The difference between your preferences over choosing lottery A vs. lottery B when both are performed a million times, and your preferences over choosing A vs. B when both are performed once, is a measurement of your risk aversion; this is what Gray Area was talking about, is it not?

No, it's not, and the problem asserted by Allais paradox is that the utility function is inconsistent, no matter what the risk preference.

Then you must be using a different (and, I might add, quite unusual) definition of the word "preference". To quote dictionary.com:

  1. to set or hold before or above other persons or things in estimation; like better; choose rather than: to prefer beef to chicken.

I don't see anything in there that about how many times the choice has to happen, which is the very issue at stake.

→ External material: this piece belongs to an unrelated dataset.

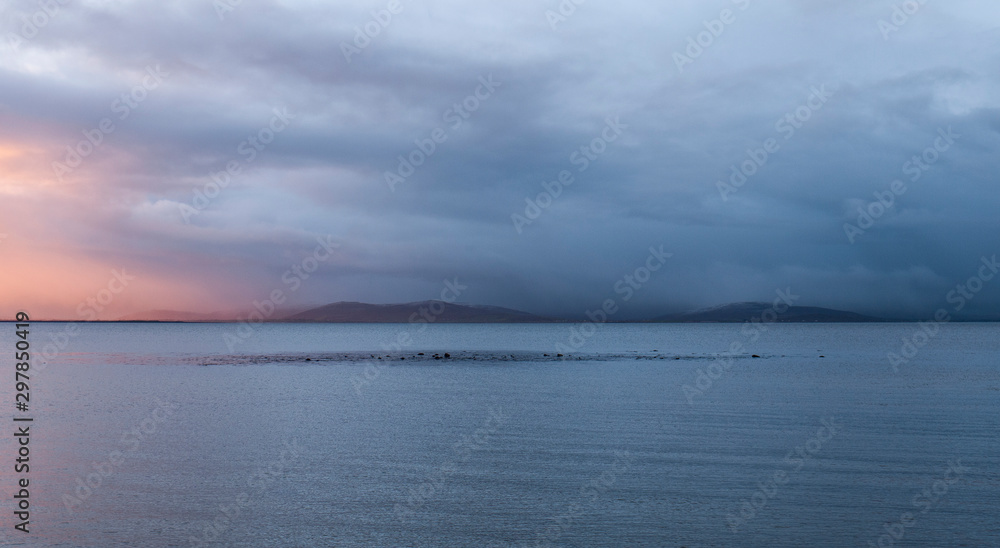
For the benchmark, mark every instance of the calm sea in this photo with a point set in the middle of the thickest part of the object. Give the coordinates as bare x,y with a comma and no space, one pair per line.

If there's any unusualness, it's definitely on your side. When you buy a chocolate bar for a dollar, that "preference of a chocolate bar to a dollar" does not somehow mean that you are willing to trade every dollar you have for a chocolate bar, nor have you legally obligated yourself to redeem chocolate bars for dollars on demand (as a money pump would require), nor does anyone expect that you will trade the rest of your dollars this way.

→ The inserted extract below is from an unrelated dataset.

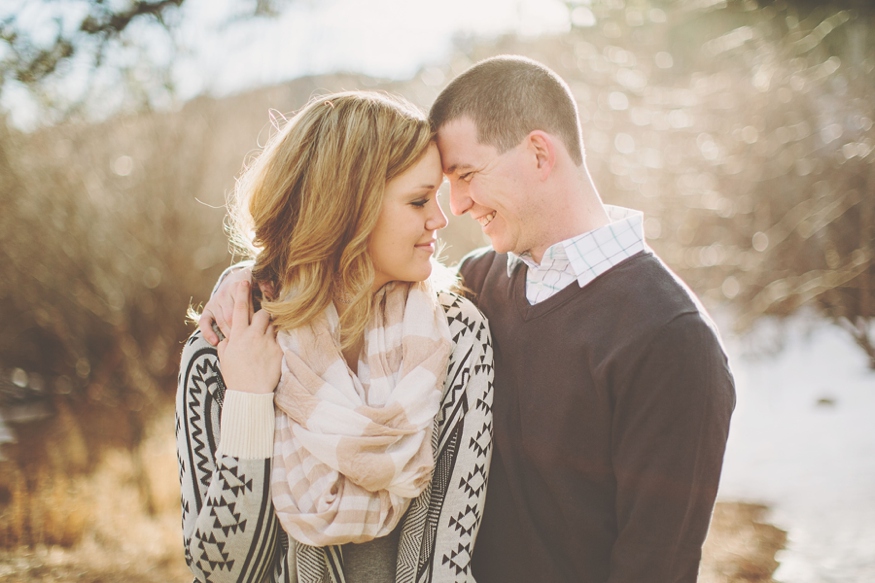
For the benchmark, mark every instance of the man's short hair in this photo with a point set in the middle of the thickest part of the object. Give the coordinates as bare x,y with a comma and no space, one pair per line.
508,97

It's called diminishing marginal utility. In fact, it's called marginal analysis in general.

What does it mean to say that you prefer B to A, if you wouldn't trade B for A if the trade is offered?

It means you would trade B for A on the next opportunity to do so, not that you would indefinitely do it forever, as the money pump requires.

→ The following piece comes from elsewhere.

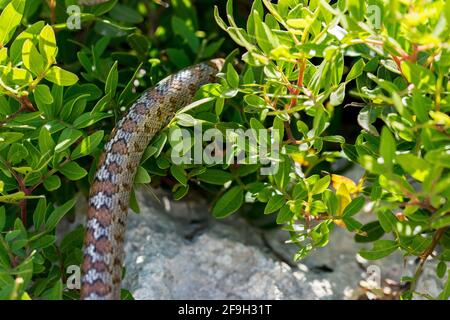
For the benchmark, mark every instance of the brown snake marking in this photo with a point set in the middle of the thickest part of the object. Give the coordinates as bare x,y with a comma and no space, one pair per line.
113,181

Comment author: alyssavance 28 October 2009 09:25:59PM *  2 points [-]

"When you buy a chocolate bar for a dollar, that "preference of a chocolate bar to a dollar" does not somehow mean that you are willing to trade every dollar you have for a chocolate bar, nor have you legally obligated yourself to redeem chocolate bars for dollars on demand (as a money pump would require), nor does anyone expect that you will trade the rest of your dollars this way."

Under normal circumstances, this is true, because the situation has changed after I bought the chocolate bar: I now have an additional chocolate bar, or (more likely) an additional bar's worth of chocolate in my stomach. My preferences change, because the situation has changed.

However, after you have bought A, and swapped A for B, and sold B, you have not gained anything (such as a chocolate bar, or a full stomach), and you have not lost anything (such as a dollar); you are in precisely the same position that you were before. Hence, consistency dictates that you should make the same decision as you did before. If, after buying the chocolate bar, it fell down a well, and another dollar was added to my bank account because of the chocolate bar insurance I bought, then yes, I should keep buying chocolate bars forever if I want to be consistent (assuming that there is no cost to my time, which there essentially isn't in this case).